Tuesday, April 30, 2013

THERMONUCLEAR THEURGY: FUSION ONE STEP CLOSER? PART TWO: HIGH OCTANE SPECULATIONS

Yesterday I blogged about the huge fusion research reactor project being built by an international consortium in Provence in southern France. As I noted there, the project carries with it huge political and economic implications, if it should prove to be successful. Today, I want to indulge in a bit of my usual high octane speculation. But first, the story:
One giant leap for mankind: £13bn Iter project makes breakthrough in the quest for nuclear fusion, a solution to climate change and an age of clean, cheap energy
Now if your read that carefully, they’re spending a lot of money to build a proof of concept reactor that, well, isn’t a proof of concept reactor:
“Richard Pitts, a British nuclear physicist working on the project, said that even though Iter has a nuclear operator’s licence and will produce about 10 times as much power as it consumes, the Iter machine will still remain a purely experimental reactor, with no electricity generated for the French national grid. ‘We’re not building a demonstration industrial reactor. We’re building the first step towards one that does produce electricity for the grid. If we can show that fusion works, a demonstration reactor will be much cheaper to build than Iter,’ Dr Pitts said.

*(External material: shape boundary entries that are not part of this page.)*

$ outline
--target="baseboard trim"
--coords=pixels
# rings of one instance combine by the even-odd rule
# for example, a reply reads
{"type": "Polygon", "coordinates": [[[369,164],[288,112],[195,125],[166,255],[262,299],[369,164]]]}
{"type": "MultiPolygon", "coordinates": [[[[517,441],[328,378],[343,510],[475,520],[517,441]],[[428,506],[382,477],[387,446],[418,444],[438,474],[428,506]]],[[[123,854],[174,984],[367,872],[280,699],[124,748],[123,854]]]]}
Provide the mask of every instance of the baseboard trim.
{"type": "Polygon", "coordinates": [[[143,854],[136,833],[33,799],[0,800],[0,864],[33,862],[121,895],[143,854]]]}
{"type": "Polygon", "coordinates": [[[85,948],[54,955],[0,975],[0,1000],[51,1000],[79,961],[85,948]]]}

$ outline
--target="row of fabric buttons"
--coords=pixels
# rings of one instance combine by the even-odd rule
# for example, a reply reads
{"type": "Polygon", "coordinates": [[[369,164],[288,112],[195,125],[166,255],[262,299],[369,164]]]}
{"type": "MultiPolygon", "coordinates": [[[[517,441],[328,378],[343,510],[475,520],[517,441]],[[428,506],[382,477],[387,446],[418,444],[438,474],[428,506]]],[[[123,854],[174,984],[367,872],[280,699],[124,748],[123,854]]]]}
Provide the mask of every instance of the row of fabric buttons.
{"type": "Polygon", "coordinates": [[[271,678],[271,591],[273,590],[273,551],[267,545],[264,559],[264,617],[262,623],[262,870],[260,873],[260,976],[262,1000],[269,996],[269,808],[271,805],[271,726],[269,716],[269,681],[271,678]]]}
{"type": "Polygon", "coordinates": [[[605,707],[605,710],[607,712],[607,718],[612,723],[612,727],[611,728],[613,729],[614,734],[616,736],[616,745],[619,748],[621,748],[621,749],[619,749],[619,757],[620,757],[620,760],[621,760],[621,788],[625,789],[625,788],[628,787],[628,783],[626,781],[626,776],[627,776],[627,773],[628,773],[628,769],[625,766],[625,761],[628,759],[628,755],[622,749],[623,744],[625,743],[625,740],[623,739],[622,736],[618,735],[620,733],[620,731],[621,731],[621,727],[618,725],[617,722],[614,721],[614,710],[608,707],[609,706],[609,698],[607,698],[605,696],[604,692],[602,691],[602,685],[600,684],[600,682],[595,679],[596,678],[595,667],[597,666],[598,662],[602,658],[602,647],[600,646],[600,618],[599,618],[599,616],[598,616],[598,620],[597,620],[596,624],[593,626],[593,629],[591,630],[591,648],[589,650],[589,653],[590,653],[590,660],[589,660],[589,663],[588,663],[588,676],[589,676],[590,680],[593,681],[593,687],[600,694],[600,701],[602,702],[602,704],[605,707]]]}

Now all this seems a little more than redundant, especially since the cold fusion phenomenon has been theoretically explained in a model that makes sense (the Lattice Assisted Nuclear Reaction, or LANR, model), which would seem to make the whole effort of billions of dollars for a Tokamak magnetic containment model a bit redundant. Dr. Andrea Rossi in Italy has built a LANR reactor and it is, to my knowledge, still functioning and still producing power…. and it’s a lot cheaper.
The difference between the two approaches is encapsulated in this statement from the article:
“The plasma will be heated to temperatures as high as 300 million C to force the atomic nuclei close enough together to cause them to fuse into helium, a harmless and inert waste product that could be recycled as an important industrial raw material. Giant electromagnets powerful enough to trap an aircraft carrier will contain the plasma within a spinning vortex held by the magnetic bottle of the tokamak reactor.”
Electromagnets powerful enough to capture an aircraft carrier… hot spinning plasma…. the only thing missing here would be the two electrical potentials and DC pulsing…
All this to say that I suspect they’ll be taking very careful, quiet measurements after they “go nuclear” of some other things. Plasmas are a wonderfully non-linear medium, and rotating them perhaps means they’re thinking of torsion, and a certain Nazi physicist’s comments – that would be Dr. Ronald Richter in Argentina, talking secretly to the US Air Force about his controlled fusion experiments for Juan Peron in 1954, about a cellular (lattice) structure in space, and how it might all function as a mechanism of the detection and manipulation of zero point energy.
But even without the wild speculation, it’s going to get interesting, and I hope I’m still around when they turn this thing on.